• sistemas 95572 (3/9/2010)


    Thank you Oleg, I am curious about uniquely identifying rows in tables w/o PKs (sorry about the off topic).

    I mean, as I understand from your explanation there is some "row id" that we have no access to, and it´s managed by the dbms.

    If that is the case, let's assume a table with 2 int cols, with no primary key, and then you store 5 times the same values, ie:

    create table t2 (a int, b int)

    insert into t2 values (1,1)

    insert into t2 values (1,1)

    insert into t2 values (1,1)

    insert into t2 values (1,1)

    How can you actually uniquely identify one of those rows let's say if i want to delete only one of those?

    I've tryed doing it with enterprise manager, but got an error such as "wrong primary key or insufficcient column information".

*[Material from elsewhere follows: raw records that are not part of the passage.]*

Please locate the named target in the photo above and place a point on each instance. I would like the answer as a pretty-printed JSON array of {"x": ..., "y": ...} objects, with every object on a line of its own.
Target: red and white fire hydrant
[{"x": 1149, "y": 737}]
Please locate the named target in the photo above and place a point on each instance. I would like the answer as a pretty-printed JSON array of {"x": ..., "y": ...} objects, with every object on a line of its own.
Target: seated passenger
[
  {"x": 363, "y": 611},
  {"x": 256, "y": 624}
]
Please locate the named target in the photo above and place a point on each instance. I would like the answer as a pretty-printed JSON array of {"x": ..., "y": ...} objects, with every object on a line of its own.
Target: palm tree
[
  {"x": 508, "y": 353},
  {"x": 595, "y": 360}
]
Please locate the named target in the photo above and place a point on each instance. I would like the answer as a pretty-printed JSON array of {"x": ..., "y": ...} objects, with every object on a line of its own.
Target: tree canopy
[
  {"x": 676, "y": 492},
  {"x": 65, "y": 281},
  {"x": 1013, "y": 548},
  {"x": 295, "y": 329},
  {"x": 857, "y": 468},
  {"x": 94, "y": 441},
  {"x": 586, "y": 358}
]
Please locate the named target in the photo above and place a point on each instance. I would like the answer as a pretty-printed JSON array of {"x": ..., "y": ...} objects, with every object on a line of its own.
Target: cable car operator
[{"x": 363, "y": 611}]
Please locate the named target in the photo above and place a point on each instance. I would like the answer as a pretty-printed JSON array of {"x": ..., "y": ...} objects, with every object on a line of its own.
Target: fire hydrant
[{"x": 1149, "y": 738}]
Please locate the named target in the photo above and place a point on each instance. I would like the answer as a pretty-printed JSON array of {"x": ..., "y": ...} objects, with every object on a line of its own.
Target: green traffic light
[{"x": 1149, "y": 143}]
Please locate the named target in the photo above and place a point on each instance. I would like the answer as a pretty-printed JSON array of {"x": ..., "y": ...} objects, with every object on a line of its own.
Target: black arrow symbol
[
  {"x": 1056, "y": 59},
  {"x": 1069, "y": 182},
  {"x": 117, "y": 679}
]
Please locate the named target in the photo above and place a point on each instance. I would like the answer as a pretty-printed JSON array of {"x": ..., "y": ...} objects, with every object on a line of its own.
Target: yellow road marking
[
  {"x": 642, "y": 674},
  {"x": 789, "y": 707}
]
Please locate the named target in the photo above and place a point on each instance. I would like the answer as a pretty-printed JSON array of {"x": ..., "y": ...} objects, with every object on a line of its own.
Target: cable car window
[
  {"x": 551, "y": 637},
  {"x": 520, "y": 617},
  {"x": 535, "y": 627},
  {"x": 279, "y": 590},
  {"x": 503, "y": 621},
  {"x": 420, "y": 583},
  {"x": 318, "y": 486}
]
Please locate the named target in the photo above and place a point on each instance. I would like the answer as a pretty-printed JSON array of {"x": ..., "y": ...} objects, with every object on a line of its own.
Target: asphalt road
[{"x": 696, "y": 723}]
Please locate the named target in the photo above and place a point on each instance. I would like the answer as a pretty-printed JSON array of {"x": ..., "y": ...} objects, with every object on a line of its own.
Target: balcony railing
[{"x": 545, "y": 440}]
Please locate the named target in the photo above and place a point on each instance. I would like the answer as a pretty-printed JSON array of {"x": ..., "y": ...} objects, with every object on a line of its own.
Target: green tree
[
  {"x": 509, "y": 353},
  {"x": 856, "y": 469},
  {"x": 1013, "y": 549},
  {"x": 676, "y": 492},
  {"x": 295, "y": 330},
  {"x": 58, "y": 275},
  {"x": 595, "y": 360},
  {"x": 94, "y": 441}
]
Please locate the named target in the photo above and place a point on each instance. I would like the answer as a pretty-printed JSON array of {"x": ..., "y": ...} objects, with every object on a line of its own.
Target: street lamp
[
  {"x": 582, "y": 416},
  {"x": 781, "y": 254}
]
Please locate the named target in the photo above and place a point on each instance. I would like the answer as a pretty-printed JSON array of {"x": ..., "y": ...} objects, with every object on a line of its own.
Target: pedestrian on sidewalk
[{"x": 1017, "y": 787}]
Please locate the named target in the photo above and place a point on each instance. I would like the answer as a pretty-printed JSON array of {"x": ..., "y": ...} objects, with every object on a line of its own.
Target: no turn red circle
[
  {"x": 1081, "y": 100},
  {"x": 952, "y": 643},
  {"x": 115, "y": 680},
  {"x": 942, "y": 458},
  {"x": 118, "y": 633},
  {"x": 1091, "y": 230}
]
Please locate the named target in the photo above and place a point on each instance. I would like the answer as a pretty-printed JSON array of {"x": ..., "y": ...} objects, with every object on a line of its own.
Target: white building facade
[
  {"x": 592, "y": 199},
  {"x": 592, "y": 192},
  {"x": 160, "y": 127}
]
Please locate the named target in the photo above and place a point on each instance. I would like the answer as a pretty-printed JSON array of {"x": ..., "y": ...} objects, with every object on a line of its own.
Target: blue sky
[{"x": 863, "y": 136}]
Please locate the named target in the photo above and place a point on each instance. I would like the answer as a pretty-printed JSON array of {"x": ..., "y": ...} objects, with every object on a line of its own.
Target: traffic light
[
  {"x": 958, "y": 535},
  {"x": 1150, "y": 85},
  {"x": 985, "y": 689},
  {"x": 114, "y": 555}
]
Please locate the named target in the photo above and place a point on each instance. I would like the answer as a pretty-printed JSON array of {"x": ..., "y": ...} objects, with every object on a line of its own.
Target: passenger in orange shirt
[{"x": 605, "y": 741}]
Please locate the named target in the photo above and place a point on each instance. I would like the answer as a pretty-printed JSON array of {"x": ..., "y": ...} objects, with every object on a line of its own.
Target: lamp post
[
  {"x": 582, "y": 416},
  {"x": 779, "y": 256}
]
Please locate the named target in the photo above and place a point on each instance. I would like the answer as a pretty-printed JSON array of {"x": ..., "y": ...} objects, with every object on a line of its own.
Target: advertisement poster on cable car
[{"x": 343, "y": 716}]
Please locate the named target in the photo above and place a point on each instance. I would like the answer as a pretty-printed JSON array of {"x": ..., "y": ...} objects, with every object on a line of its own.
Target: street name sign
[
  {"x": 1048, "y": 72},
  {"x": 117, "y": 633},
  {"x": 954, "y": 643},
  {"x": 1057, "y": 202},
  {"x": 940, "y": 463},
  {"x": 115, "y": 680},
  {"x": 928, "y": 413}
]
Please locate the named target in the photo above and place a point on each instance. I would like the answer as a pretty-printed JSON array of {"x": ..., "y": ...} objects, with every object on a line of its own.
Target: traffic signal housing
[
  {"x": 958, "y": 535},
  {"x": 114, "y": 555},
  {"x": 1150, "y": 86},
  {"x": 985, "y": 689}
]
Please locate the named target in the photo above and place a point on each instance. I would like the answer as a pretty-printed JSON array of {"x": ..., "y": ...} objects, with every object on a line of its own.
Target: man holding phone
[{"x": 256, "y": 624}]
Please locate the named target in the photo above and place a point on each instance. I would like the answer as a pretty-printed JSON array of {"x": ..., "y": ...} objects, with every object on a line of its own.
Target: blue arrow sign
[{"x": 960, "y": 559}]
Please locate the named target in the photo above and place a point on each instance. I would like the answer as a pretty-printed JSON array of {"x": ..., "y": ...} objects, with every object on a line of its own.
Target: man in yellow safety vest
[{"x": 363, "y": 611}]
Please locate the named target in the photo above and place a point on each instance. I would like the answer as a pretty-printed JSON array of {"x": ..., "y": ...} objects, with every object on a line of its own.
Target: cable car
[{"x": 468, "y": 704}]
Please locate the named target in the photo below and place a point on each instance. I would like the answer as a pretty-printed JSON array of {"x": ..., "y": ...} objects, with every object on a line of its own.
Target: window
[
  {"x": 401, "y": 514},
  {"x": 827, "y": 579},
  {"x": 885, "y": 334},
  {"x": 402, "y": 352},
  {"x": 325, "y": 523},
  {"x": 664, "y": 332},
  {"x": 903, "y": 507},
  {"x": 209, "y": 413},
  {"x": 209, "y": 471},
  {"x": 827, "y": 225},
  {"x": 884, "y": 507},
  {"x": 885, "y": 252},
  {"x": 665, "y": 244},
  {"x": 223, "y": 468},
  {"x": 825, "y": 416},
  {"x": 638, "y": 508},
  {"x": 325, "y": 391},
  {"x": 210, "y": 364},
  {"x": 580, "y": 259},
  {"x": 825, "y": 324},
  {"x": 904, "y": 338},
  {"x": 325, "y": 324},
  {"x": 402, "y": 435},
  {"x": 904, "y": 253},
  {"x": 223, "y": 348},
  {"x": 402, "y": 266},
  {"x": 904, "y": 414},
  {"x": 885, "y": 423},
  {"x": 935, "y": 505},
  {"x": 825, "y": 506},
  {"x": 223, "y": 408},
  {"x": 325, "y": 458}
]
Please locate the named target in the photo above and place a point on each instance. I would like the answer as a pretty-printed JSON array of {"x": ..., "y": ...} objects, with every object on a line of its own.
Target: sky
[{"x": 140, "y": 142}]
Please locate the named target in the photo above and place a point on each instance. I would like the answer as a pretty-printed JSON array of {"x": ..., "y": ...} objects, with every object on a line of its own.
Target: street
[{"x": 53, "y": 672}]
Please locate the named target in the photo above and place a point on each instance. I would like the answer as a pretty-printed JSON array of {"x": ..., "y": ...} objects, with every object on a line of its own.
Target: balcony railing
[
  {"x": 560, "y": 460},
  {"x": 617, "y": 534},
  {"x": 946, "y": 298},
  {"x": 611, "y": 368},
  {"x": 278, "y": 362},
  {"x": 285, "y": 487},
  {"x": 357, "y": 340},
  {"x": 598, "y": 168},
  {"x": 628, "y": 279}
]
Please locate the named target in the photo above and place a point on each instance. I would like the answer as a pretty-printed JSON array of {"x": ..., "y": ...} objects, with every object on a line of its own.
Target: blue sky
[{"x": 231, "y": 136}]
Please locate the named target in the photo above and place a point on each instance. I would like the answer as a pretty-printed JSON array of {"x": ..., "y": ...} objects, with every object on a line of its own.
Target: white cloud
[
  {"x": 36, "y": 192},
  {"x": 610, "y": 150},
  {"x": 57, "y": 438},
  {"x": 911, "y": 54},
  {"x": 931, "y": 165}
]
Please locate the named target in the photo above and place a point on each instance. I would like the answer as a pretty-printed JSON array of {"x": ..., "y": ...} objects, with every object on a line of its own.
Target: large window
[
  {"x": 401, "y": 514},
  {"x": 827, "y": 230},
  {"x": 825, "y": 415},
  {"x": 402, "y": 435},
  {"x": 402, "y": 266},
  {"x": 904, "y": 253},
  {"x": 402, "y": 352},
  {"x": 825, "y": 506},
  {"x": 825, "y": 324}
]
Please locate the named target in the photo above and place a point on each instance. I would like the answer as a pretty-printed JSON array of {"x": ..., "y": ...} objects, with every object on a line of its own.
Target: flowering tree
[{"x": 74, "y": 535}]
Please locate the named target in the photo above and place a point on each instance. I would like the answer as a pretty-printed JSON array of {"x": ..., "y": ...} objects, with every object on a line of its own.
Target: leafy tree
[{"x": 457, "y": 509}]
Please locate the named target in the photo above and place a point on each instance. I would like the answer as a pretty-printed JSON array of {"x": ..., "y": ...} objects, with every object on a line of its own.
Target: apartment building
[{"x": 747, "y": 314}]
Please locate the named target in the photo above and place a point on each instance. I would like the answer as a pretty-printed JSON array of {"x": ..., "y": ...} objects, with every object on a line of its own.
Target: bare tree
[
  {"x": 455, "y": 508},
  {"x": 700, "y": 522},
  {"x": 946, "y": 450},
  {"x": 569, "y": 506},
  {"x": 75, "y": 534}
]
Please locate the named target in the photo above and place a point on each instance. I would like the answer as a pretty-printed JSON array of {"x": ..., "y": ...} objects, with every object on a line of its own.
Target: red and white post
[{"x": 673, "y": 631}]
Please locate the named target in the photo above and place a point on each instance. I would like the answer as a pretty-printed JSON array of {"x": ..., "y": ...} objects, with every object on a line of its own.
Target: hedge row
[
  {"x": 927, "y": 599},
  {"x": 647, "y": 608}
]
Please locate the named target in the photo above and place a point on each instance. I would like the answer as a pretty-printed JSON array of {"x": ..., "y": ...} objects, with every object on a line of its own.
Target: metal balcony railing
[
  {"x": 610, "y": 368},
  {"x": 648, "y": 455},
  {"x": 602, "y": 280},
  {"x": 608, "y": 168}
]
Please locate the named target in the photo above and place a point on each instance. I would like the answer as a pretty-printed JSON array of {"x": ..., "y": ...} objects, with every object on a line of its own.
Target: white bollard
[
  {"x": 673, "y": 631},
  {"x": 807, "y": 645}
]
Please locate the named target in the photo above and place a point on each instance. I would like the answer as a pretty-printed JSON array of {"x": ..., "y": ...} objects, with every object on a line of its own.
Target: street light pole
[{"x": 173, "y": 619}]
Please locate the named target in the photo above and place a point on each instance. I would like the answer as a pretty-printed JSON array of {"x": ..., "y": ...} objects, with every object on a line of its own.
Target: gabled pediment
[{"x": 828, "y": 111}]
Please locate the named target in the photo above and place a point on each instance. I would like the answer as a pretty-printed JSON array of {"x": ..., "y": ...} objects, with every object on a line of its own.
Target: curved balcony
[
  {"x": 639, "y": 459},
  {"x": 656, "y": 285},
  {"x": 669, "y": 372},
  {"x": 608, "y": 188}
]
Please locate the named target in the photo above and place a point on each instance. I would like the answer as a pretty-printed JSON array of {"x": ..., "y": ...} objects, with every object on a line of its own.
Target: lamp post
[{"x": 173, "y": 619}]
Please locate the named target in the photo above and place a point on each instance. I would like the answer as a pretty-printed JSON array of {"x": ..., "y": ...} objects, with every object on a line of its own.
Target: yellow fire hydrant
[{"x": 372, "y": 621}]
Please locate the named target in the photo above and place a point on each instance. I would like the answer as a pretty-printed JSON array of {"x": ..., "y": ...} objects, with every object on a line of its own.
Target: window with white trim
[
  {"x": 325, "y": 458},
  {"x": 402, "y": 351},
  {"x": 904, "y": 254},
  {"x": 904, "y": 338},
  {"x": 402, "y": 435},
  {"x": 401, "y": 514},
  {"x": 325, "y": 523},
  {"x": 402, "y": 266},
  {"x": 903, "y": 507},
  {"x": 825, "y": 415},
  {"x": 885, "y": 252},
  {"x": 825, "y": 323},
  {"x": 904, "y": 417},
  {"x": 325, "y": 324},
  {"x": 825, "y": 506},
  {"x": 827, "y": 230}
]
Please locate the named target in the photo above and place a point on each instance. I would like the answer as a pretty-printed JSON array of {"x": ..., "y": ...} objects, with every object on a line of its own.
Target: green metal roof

    Sorry about the weird case, i'm a student just taking DB course :p

    Actually, you have 4 records in t2, but lets say there are 5 of them. Suppose you want to delete only one of those records while leaving other 4 intact. Since as lesser mortals, we do not have access to rowid, we cannot just issue the statement to, for example, delete THE_THIRD_ROW. On the other hand, if all we care is to delete one of the existing rows sparing other 4 then we could not care less which one we actually delete, because they all look the same to us. Therefore, we can do something like this (assuming that you have SQL Server 2005 or better):

    with cte (RecordNumber, a, b) as

    (

    select

    row_number() over (order by a) RecordNumber, *

    from t2

    )

    delete from cte where RecordNumber = 3;

    This will delete the row which we perceive as number 3, still giving us the result we need (One row deleted, other 4 are spared).

    Usually, the problems like this (delete the dups) arise when there is a need to get rid of all the duplicates in the existing heap table. Lets expand the question like this: I will add 3 more records into t2, 2 records with a = 2 and 1 record with a = 3.

    insert into t2 values (2,1);

    insert into t2 values (2,1);

    insert into t2 values (3,1);

    This will yield t2 to have 5 records with a = 1, 2 records with a = 2 and 1 record with a = 3. Out of those, the last record is already clean but all records before that have dups. Suppose we want to get rid of all dups while preserving all unique rows. In other words, the end result is expected to have t2 with one record with a = 1, 1 record with a = 2, and 1 record with a = 3. The statement to do this can be like this:

    with cte (PartitionedNumber, a, b) as

    (

    select

    row_number() over (partition by a order by a) PartitionedNumber, *

    from t2

    )

    delete from cte where PartitionedNumber > 1;

    Now selecting * from t2 will return just 3 leftover unique records.